In the theme of National Pancake week I wanted to offer a savory pancake recipe to the repertoire. Chicken pot pie is undoubtedly one of the world’s favorites. So, my thoughts were to nix the crust and use crepes instead. These luscious, creamy creations are well worth the time and effort; especially, if you plan to freeze half for later use. This is a big batch and if you so choose (as mentioned), can freeze half. Simply make 2 pans and freeze one for a lazy evening meal when time is of the essence. I made this recipe for Sunday dinner and served it with a simple side salad and popped the rest in the freezer.

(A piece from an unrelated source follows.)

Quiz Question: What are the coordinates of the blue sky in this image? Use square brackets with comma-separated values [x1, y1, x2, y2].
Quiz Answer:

Novel idea! ;-)

pancakesIngredients

16 crepes (store bought or homemade)

5 cups chicken stock

6 green onions, diced

2 cup peas & carrots, frozen

1/2 cup mushroom, diced

2 garlic cloves, minced

1/4 cup flour

5 tablespoons butter

1 teaspoon pepper

1/2 cup white wine

5 cups chicken, cooked, shredded

1 tablespoon chives

1 tablespoon parsley

1 tablespoon dill

1 teaspoon lemon zest

1 tablespoon lemon juice

pinch of nutmeg

1/2 cup cheddar cheese

Turkey-Pot-PieFilling:

Directions

Melt 2T butter and saute onions, garlic and mushrooms stir in peas and carrots.

Sauce:

Directions

Melt 3 T butter whisk in flour to make a roux stir in wine to make a stiff paste add enough broth to make thick gravy add stock gradually add rest of stock and cook down on low 20 minutes. Season with nutmeg, salt & pepper to taste. Pour half sauce over and mix sautéed veggies. Add chicken and mix carefully. Mince the herbs fold into chicken mixture. Add zest and lemon juice pepper.

Preheat oven to 350.

Grease 9×13 baking dish put in 1 cup sauce over bottom. Spoon 1/2 c chicken mixture into each crepe roll into fat rolls. Arrange them seam side down in baking dish setting close together. Pour rest of sauce over top. Sprinkle with cheese. Bake until sauce is bubbling and cheese is golden brown about 35-45 minutes. In the frozen state simply bump up the baking time to 1 hour.